A MediaWiki extension exists to provide "user scores" for MediaWiki users, ordered by number of edits and number of pages changed. The guts of the query is:
SELECT COUNT(wr.rev_id) as value,
COUNT(DISTINCT wr.rev_page) as page_value,
wu.user_name as name,
wu.user_real_name as real_name
FROM $user wu,
$revision wr,
$page wp
WHERE wu.user_id = wr.rev_user
and wp.page_id = wr.rev_page
and wp.page_namespace = 0
GROUP BY wu.user_name
ORDER BY value desc;
where $user, $revision and $page are the names of the respective MediaWiki tables (MediaWiki tables have a prefix associated with them for a given instance, specified by $wgDBprefix in LocalSettings.php).
For the following group-by-month queries, I did a cross join of (2008,2009,2010,2011) and (01-12) to generate a "year and month" data table.
Top editors by month:
SELECT mon.timestamp_year AS yyyy,
mon.timestamp_month AS mm,
rev_user_text AS user,
COUNT(*) AS c
FROM $revision AS rev,
years_months AS mon
WHERE rev.rev_timestamp LIKE concat(concat(mon.timestamp_year,mon.timestamp_month),'%')
GROUP BY yyyy,mm,user
HAVING c>5
ORDER BY yyyy,mm,c desc;
Number of edits by month:
SELECT mon.timestamp_year as yyyy,
mon.timestamp_month as mm,
COUNT(*) AS edits
FROM $revision AS rev,
years_months as mon
WHERE rev.rev_timestamp LIKE concat(concat(mon.timestamp_year,mon.timestamp_month),'%')
GROUP BY yyyy,mm;
New pages per month: To get the number of new pages per month is a bit trickier - first we need to query $revision to get the page_ids and their date of creation, then group by date. The query is O(n²) on the number of pages, although it should be possible to make it O(n) by grouping the result of the subquery without doing in() on the list of timestamps.

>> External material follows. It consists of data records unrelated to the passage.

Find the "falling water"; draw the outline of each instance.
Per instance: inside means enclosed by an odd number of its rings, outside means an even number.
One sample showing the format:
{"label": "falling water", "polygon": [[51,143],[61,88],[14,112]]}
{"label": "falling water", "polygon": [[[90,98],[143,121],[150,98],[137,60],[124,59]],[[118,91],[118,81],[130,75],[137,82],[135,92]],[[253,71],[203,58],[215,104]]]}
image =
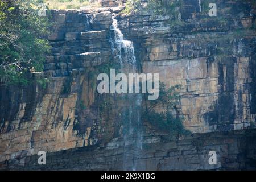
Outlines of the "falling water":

SELECT mon.timestamp_year as yyyy,
mon.timestamp_month as mm,
COUNT(*)
FROM mw_revision as rev,
years_months as mon
WHERE rev.rev_timestamp LIKE CONCAT(CONCAT(mon.timestamp_year,mon.timestamp_month),'%')
AND rev.rev_timestamp in (
SELECT MIN(rev_timestamp)
FROM mw_revision
GROUP BY rev_page)
GROUP BY yyyy,mm;
To get just the list of pages & timestamps (this is used as the subquery for above):
SELECT rev_page as p,
MIN(rev_timestamp) as t
FROM mw_revision
GROUP BY rev_page;
This all depends on what is available from Transifex.
I have not yet considered how I might get web analytics and download stats.